Hemat saya, isi-isi perjanjian tersebut merupakan langkah awal Aceh menuju suatu kemerdekaan. Oleh karena itu, saya sedikit menganalisa bagaimana Aceh akan menuju ke pintu gerbang kemerdekaan. Apakah kemerdekaan dalam ruang lingkup NKRI atau kemerdekaan berdaulat. Berikut analisanya:
Tahun 2013: Membuat Lambang, Bendera dan Himne
Dalam MoU Helsinki poin 1.1.5, berbunyi :
"Aceh memiliki hak untuk menggunakan simbol-simbol wilayah termasuk bendera, lambang dan himne."
Diperkuat dengan Undang-Undang Nomor 11 Tahun 2006 tentang Pemerintahan Aceh, pasal 246, yang berbunyi :
"(1)Bendera Merah Putih adalah bendera nasional dalam Negara Kesatuan Republik Indonesia berdasarkan Undang-Undang Dasar Negara Republik Indonesia Tahun 1945. (2) Selain Bendera Merah Putih sebagaimana dimaksud pada ayat (1), Pemerintah Aceh dapat menentukan dan menetapkan bendera daerah Aceh sebagai lambang yang mencerminkan keistimewaan dan kekhususan."
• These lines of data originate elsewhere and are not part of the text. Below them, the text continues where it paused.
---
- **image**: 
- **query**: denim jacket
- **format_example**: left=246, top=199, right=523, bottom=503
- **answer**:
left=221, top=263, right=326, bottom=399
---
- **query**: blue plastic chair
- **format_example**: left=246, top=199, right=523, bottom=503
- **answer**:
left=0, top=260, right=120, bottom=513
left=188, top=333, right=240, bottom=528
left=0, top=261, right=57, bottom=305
Atas dasar MoU Helsinki dan UUPA itulah, Aceh dengan semangatnya membuat lambang, bendera dan himne. Memaknakan kekhususan dan keistimewaan dari daerah-daerah lain. Karena tidak dijelaskan secara tegas dalam MoU Helsinki dan UUPA terhadap lambang dan bendera yang boleh digunakan dalam kekhususan Aceh, maka Pemerintah Aceh bersama Dewan Perwakilan Rakyat Aceh (DPRA) telah mengesahkan Qanun tentang bendera dan lambang yang mirip persis dengan Bendera dan Lambang Seperatis GAM. Sehingga timbullah polemik baik di dalam masyarakat Aceh maupun dengan Pemerintah Pusat.
Disini saya berfikir, bahwa polemik yang terjadi setelah pengesahan Qanun Aceh tentang Bendera dan Lambang bukanlah suatu tujuan utama bagi Pemerintah Aceh dan DPRA. Akan tetapi, hasil akhir dari Lambang dan Bendera setelah disepakati oleh Pemerintah Pusat untuk sah digunakan sebagai Bendera dan Lambang kekhususan Aceh.
Apakah nanti akan disepakati bendera bulan bintang dan lambang Aceh yang ada buraq dan singa? Itu hanya persoalan antara pemerintah Aceh dengan Pemerintah Pusat. Yang paling penting adalah berkibarnya bendera kekhususan Aceh dan diakui oleh Pemerintah Indonesia, merupakan awal dari sebuah kemerdekaan bagi Aceh sendiri.